Yaratılan insan, fıtratı gereği iyilik veya kötülüğün öznesi olabilmektedir. Allah’a iman ettiği hâlde kibrine ve gururuna yenik düşen şeytan, İlâhî hükme rıza ve teslimiyet göstermemiş, Rabbine karşı itaatsizlik ve nankörlük yapmış, bu yüzden İlâhî rahmetten kovulmuştur. Kur’ân’a göre insan, yaratılanların çoğuna üstün kılınan bir varlıktır. Ancak bu üstünlük, insanın, yaratılış gayesine uygun bir hayat çizgisi takip etmesiyle mümkündür. İnsanın yaratılış gayesine ulaşmasının önündeki engeller, kimi zaman bilgisizlik, kimi zaman da ahlâkî zaaflar olur. Yüce Allah, gönderdiği peygamberler ve kitaplarla insana takip etmesi gereken hayat çizgisini göstermiş, bu yoldaki tehlike ve engellere dikkat çekmiş ve neticede onu rehbersiz bırakmamıştır.

Kibir, insanın kemâl yolunda önüne çıkan ahlâkî engellerden biri ve hatta en tehlikelisidir. İnsanın iç dünyasının bir problemi gibi görülebilen kibir, modern psikolojinin de kabul ettiği gibi kimi zaman yıkıcı ve acımasız bir karakter hâlinde tezahür eder.
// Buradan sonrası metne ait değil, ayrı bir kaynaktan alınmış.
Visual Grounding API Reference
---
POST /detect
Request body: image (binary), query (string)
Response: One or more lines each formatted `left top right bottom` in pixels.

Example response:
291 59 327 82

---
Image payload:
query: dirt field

Kur’ân, bu tür karakterleri verdiği örneklerle zihinlerde somutlaştırır. Bu arada da kibrin ana kaynağının bir inanç problemi olduğuna dikkat çeker.
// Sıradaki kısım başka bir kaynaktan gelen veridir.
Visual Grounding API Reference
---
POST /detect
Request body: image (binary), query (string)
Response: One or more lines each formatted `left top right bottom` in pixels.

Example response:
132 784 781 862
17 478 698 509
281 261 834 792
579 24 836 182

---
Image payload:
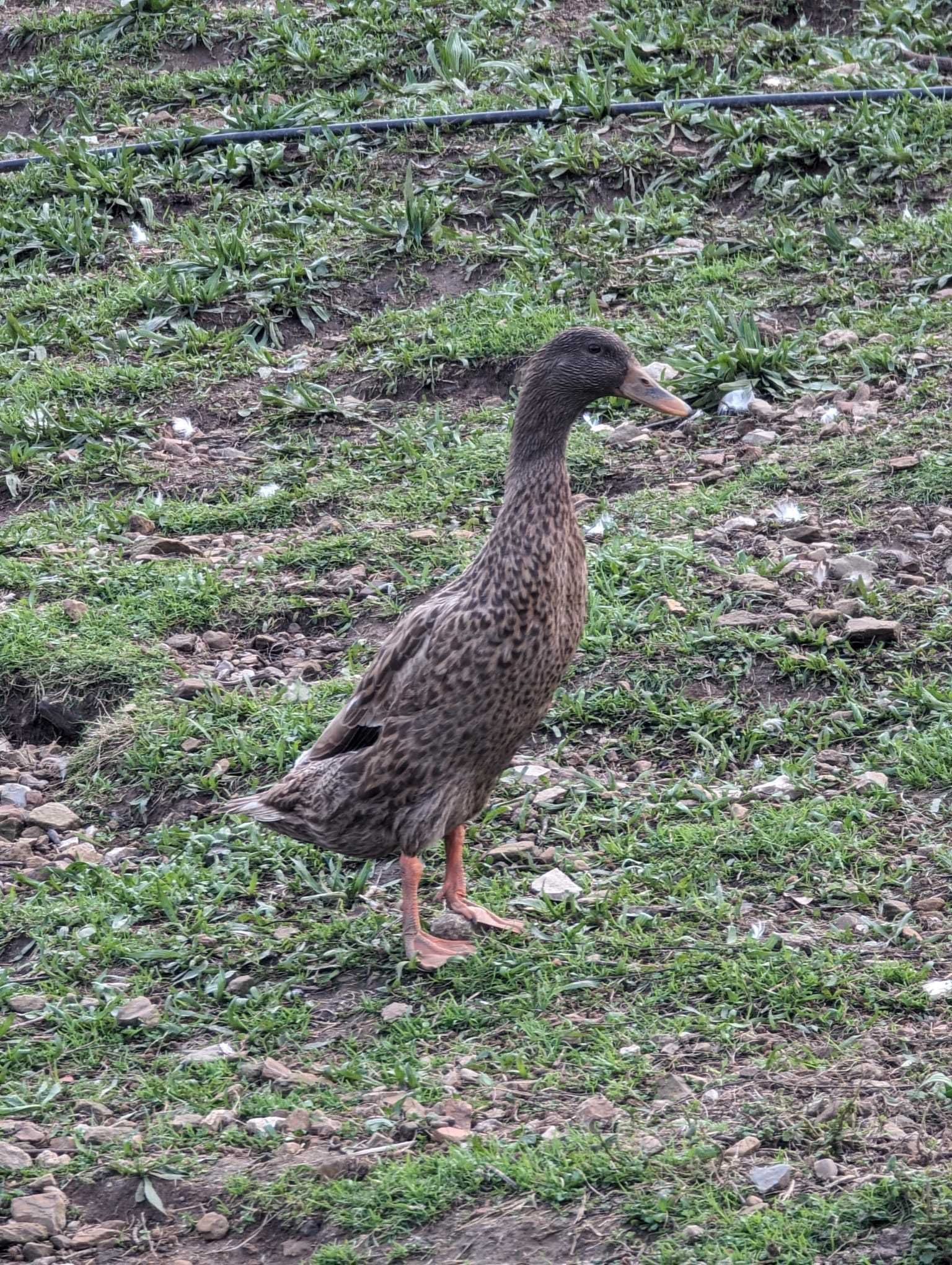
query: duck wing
298 591 457 765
Haset ve nankörlüğün temelinde kibir ve gurur vardır. İnsanın Yaratıcı’ya karşı ihtiyaç ve eksiklik duymaması, verilen nimet ve imkânlara şükretmeden onları salt kendisiyle ilişkilendirmesi ve kendisini mutlak yeterli görmesi neticesini doğurmaktadır.

Şeytanî bir tavır olarak kibir, zulmü ve hevaya tapınmayı, haset ve cehaleti içermektedir. Hak ve hakikate karşı böbürlenmek, şeytan örneğinde olduğu gibi insanlar için de hüsrana sebep olmaktadır. Kur’ân’da insan kibri sebebiyle şiddetle kınanırken, varlık âleminde tekebbürün sadece Yüce Allah’a mahsus olduğu bildirilir ve O, bu vasıfla övülür. 

Kibrin kapsam ve mahiyeti

Kur’ân, kibri Allah hakkında övücü, insanlar hakkında yerici bir vasıf olarak ele almaktadır. Ayetlerde Allah’ı tanıtıp öven isimler arasında “El-Mütekebbir” ismine yer verilmiş olması da bunu gösterir ki tüm kötü ve iyi eğilimler, insan yaratılışında potansiyel olarak bulunmaktadır. Bu huylar, İslâm ahlâkçıları tarafından fıtrî/tabiî ahlâk diye isimlendirilir. “Ona (nefse) kötülük duygusunu ve takvasını (kötülükten sakınma yeteneğini) ilham edene ant olsun ki…” (Şems, 8) ayetinde bildirildiği gibi, insan, (müfessirlerin ortak kanaati) bu huyları iyi ve kötü olarak ayırt edebilme yeteneğiyle yaratılmış ve bu sayede peygamberlerin ahlâkî konulardaki tebliğlerini algılayabilmişlerdir. 

Yaratılıştan gelen bu huylar zaman içinde sosyal çevrenin etkisi ve eğitimle insanda karakter/seciye hâline gelir ki bu durum da “müktesep/kazanılmış ahlâk” diye isimlendirilir. Prof. Dr. Nevzat Tarhan’a göre irade sahibi bir varlık olarak insanın sorumluluğu buradan başlar. Bu yüzden insan, kötü huylardan korunma ve iyi huyları davranış biçimi hâline getirmekle mükellef tutulur. İnsanın yaratılışında olup da varlık ve gelişimine hizmet eden her eğilim gibi büyüklük duygusu da insana bir hikmetle verilmiştir. Ancak bu duygu, ıslah edilmediği zaman insanlarda hastalık boyutuna gelebilmektedir.